Évidemment, la langue française, jamais en retard d’un double sens, n’a pas manqué de remarquer que dans cette affaire la queue n’est pas qu’une affaire de reptile mythique. Qu’on place un descendant de Gaulois face à une phrase où il est question de chatouiller la queue, et voilà qu’il entend déjà l’écho de plaisirs pas vraiment nucléaires. On imagine sans peine ce que l’expression pourrait suggérer en version strictement corporelle : techniques d’approche, préliminaires, délicats attouchements auprès d’un dragon sensuel. Il n’en est rien, bien sûr, mais la proximité sonore entre jargon scientifique et grivoiserie de comptoir suffit à garantir à notre dragon une double carrière : d’un côté les colloques, de l’autre les sous-entendus.

Une expression scientifique devenue Mot Suranné

La bienséance moderne, armée de procédures, de formulaires et de comités d’éthique, regarde d’un œil glacé ce genre de bravade métaphorique. On ne chatouille plus rien, on “évalue le risque”, on “met en place des barrières”, on “anime une culture de sûreté”. Le dragon, muselé par la documentation, relégué derrière trois portes blindées, ne se laisse plus approcher que dans des simulations sans danger. De sorte que l’expression, privée de son biotope naturel de savants téméraires, rejoint discrètement le club des Mots Surannés : on la ressort pour briller en société, pour faire frissonner un peu le récit des grandes heures de la physique, puis on la range avec un sourire goguenard.

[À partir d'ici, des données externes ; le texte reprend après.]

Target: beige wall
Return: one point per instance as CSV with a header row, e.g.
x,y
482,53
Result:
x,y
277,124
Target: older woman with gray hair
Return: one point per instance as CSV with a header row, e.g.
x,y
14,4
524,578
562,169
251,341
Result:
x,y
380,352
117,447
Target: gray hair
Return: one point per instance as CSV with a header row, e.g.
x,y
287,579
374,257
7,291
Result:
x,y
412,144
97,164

Qu’on se le dise donc : chatouiller la queue du dragon n’est ni un conseil amoureux, ni un programme de jeu de rôle, mais le souvenir légèrement tremblant d’un temps où l’on considérait qu’approcher le cataclysme avec un tournevis et une métaphore élégante relevait encore de la grande aventure scientifique¹.

¹Que l’on s’avise toutefois d’éviter d’annoncer à voix haute en open space que l’on “va chatouiller la queue du dragon cet après-midi” : le dragon des ressources humaines, lui, n’a aucun sens de l’humour.